PC: Renault is of course a regular issuer in the Eurobond market and has also developed other sources of funding for diversification purposes. Renault is the sole European corporate name with a regular presence on the Japanese market (one samurai bond per year on average since 2001) thanks to a very good name recognition following its alliance with Nissan, and despite a low rating for this market. Renault is also developing its presence on the offshore Chinese yuan market with three dim sum bonds issued during the past 12 months (in the top 10 in terms of worldwide outstanding bonds among non-Chinese issuers). We would like to maintain a regular presence in these three currencies, while being opportunistic for other currencies. Formats are limited to plain vanilla transactions.

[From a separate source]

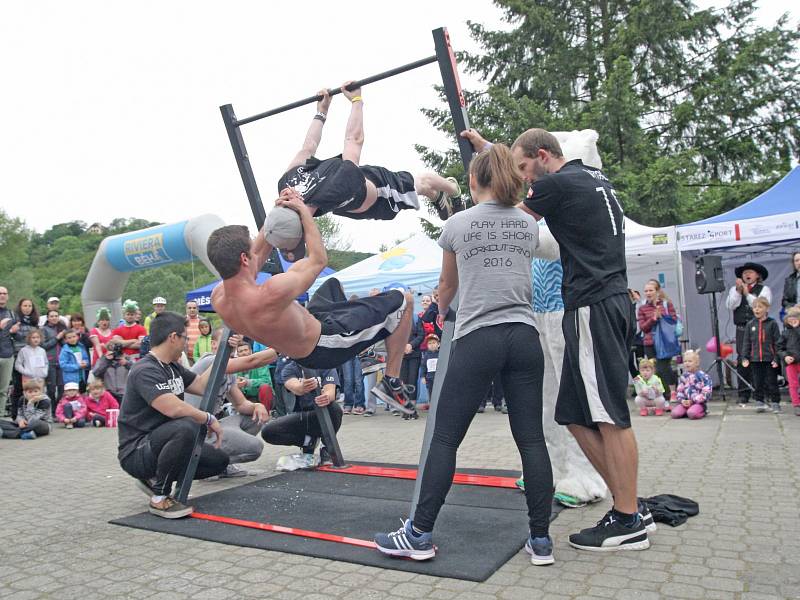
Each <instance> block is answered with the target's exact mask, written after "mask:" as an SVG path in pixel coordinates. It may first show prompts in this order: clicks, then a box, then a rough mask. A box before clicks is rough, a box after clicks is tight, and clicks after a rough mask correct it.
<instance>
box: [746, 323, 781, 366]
mask: <svg viewBox="0 0 800 600" xmlns="http://www.w3.org/2000/svg"><path fill="white" fill-rule="evenodd" d="M780 337H781V330H780V327H778V323H777V322H776V321H775V319H773V318H772V317H767V318H766V319H764V320H763V321H759V320H758V319H751V320H750V321H749V322H748V323H747V325H746V326H745V329H744V341H743V342H742V347H743V349H744V352H742V358H743V359H745V360H749V361H750V362H772V361H773V360H774V361H777V360H778V340H779V339H780Z"/></svg>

AP: For the time being, the conditions we’re seeing in the euro debt capital markets are adequate for our needs. As a result the euro will remain our core market in the next few months. In the medium term, we are ready to consider other currencies in order to exploit potential diversification benefits and extend the depth of our reference markets. With regard to formats, we are confident that the debt capital markets will offer Snam the full spectrum of products to optimise our assets and liabilities management that is a key success factor of our business model.

Q: What are your hedging needs (foreign exchange, interest rates and so on), and how do you select counterparty banks to meet those needs?

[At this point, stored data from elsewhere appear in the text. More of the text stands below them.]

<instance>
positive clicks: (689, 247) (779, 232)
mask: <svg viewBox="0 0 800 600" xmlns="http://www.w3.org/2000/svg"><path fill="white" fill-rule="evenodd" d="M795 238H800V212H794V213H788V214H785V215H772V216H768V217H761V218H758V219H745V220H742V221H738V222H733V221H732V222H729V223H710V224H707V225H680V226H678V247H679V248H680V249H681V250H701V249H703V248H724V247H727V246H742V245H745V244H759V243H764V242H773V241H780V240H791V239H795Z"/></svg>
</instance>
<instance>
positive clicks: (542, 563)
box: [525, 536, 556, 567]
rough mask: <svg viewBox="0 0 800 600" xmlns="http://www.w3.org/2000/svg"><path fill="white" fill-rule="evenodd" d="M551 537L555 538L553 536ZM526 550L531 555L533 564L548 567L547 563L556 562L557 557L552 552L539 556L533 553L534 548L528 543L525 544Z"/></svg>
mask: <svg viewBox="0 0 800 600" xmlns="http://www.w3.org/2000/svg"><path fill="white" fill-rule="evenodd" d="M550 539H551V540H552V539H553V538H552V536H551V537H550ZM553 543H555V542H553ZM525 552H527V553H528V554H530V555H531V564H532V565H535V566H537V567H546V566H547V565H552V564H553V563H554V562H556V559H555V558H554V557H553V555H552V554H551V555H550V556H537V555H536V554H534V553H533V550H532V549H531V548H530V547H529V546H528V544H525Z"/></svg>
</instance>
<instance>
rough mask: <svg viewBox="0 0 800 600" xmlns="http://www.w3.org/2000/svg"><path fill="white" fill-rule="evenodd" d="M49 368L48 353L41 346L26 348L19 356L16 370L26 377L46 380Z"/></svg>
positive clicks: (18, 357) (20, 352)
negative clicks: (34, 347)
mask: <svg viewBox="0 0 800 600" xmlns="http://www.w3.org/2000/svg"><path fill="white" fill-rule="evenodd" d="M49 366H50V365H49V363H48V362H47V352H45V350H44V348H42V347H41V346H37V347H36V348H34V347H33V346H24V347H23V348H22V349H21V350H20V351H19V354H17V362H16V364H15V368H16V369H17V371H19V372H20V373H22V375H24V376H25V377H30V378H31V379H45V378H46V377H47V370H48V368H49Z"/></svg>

PC: Renault is exposed to currency fluctuations that are fully hedged for financial assets and borrowings, and generally not hedged through financial products for recurrent commercial flows. Interest rate risk is minimised by balancing floating-rate funding and cash on hand (floating-rate deposits), and through fixed-rate funding to cover the industrial investments not financed from cashflow. Commodity risks are currently partially hedged within one year. All of our hedging needs are limited to plain vanilla, over-the-counter derivatives, negotiated with our banks, as these transactions are often considered as a positive side business for the banks’ credit lines.

JMvO: All our non-euro denominated debt is swapped to euros as KPN has very limited operational need for other currencies. Although we generally have a fixed-rate interest profile, we use derivatives to manage the interest duration on our bond portfolio.

Counterparty risk is of course an important aspect of our hedging strategy and our policies mean that we deal with banks rated A2 or higher and we actively monitor the credit strength of our counterparties. For certain longer dated swaps, reset clauses at pre-agreed dates have been used to mitigate counterparty exposure during the life of the swap.

AP: Foreign exchange is not relevant at Snam. Most of our focus is on real interest rates given their impact not only on our debt but also on our assets, as we run a return-based business where revenues are set by the regulator considering, among other things, the evolution of the 10-year Italian government bond yield and domestic inflation. Our counterparties are selected among our relationship banks on the basis of competitive tenders where banks’ bid-price, market expertise and standing are the key criteria for success.

HT: Generally Telekom Austria Group hedges currency risks that may have an impact on its cashflows. We are exposed to currency risks, especially in Belarus, Croatia and Serbia. Unfortunately these currencies are expensive and difficult to hedge as foreign exchange markets for these currencies are not well developed and illiquid. We therefore concentrate on hedging via natural measures such as de-dollarisation and price increases.

We are also exposed to euro-interest rate risks. Telekom Austria Group monitors a ratio of fixed and variable debt defined by cashflow-at-risk and value-at-risk limits. We use derivative instruments and other measures to meet and support our risk limits.

The selection of counterparty banks is primarily based on Telekom Austria Group’s core banking principle and risk policy with respect to the know-how and pricing of the counterparties.